ARCT exhibits severe financial distress despite a modest insider sentiment score and analyst buy consensus. The Piotroski F-Score of 0/9 signals extreme financial weakness, with no positive indicators in profitability, cash flow, or leverage management. The Altman Z-Score is unavailable, but the company's negative margins, declining revenue, and negative earnings suggest high distress risk. While the stock trades below its 52-week high, its 5-year decline of 87.2% and persistent losses underscore deep operational challenges.
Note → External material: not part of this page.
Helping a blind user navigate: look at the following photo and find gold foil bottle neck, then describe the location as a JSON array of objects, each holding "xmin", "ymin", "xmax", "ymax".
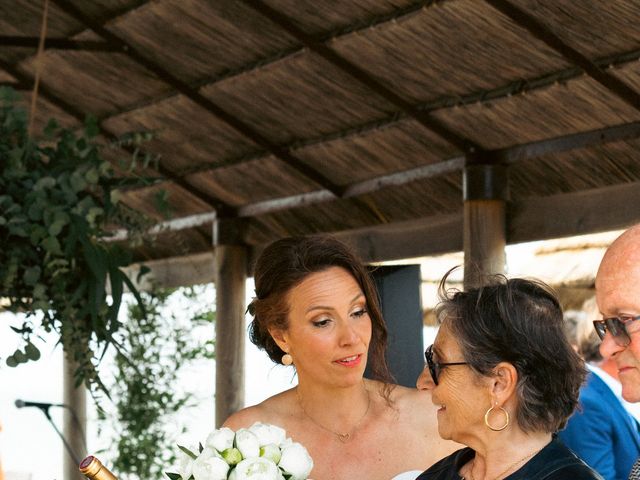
[{"xmin": 79, "ymin": 455, "xmax": 118, "ymax": 480}]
The Graham Number and intrinsic value are unavailable, indicating no reliable fundamental floor, and the current price reflects speculative expectations rather than sustainable value.

Strengths
Analyst consensus is 'buy' with a target price of $23.44, implying significant upside potential
Insider sentiment is moderately positive at 40/100, suggesting some confidence in long-term prospects
Strong liquidity with a current ratio of 6.64 and quick ratio of 6.50, indicating robust short-term financial health
Risks
Piotroski F-Score of 0/9 indicates extreme financial instability and operational failure across all nine criteria
Revenue declined 68.4% YoY, signaling a severe contraction in business activity
Negative profit margins across all measures: -80.19% (net), -435.06% (operating), -36.79% (gross)
INGN BEARISH

INGN exhibits severe operational distress, highlighted by a critical Piotroski F-Score of 1/9, indicating a significant deterioration in financial health. While the company maintains a strong liquidity position with a Current Ratio of 3.12 and very low debt (D/E 0.09), it is unable to translate this into profitability, as evidenced by negative operating margins and stagnant revenue growth of 2%. There is a stark disconnect between the 'Strong Buy' analyst consensus and the fundamental reality of a 5-year price collapse of 88.6%. The stock currently presents as a classic value trap, trading below book value but lacking the growth catalysts necessary for a reversal.

Strengths
Very low leverage (Debt/Equity 0.09)
Strong short-term liquidity (Current Ratio 3.12)
Healthy Gross Margin (44.24%)
Risks
Critical operational failure (Piotroski F-Score 1/9)
Stagnant top-line growth (YoY Revenue Growth 2.00%)
Persistent net losses and negative ROE (-12.43%)

Compare Another Pair

ARCT vs INGN: Head-to-Head Comparison

This page compares Arcturus Therapeutics Holdings Inc. (ARCT) and Inogen, Inc. (INGN) across key fundamental metrics including valuation ratios, profitability margins, growth rates, financial health indicators, and dividend metrics. Each metric highlights the better-performing stock so you can quickly identify relative strengths and weaknesses.

Our AI engine independently analyzes each company's financials, competitive position, and market conditions to produce a verdict (Bullish, Neutral, or Bearish) along with key strengths and risks. Use this comparison alongside your own research to make informed investment decisions.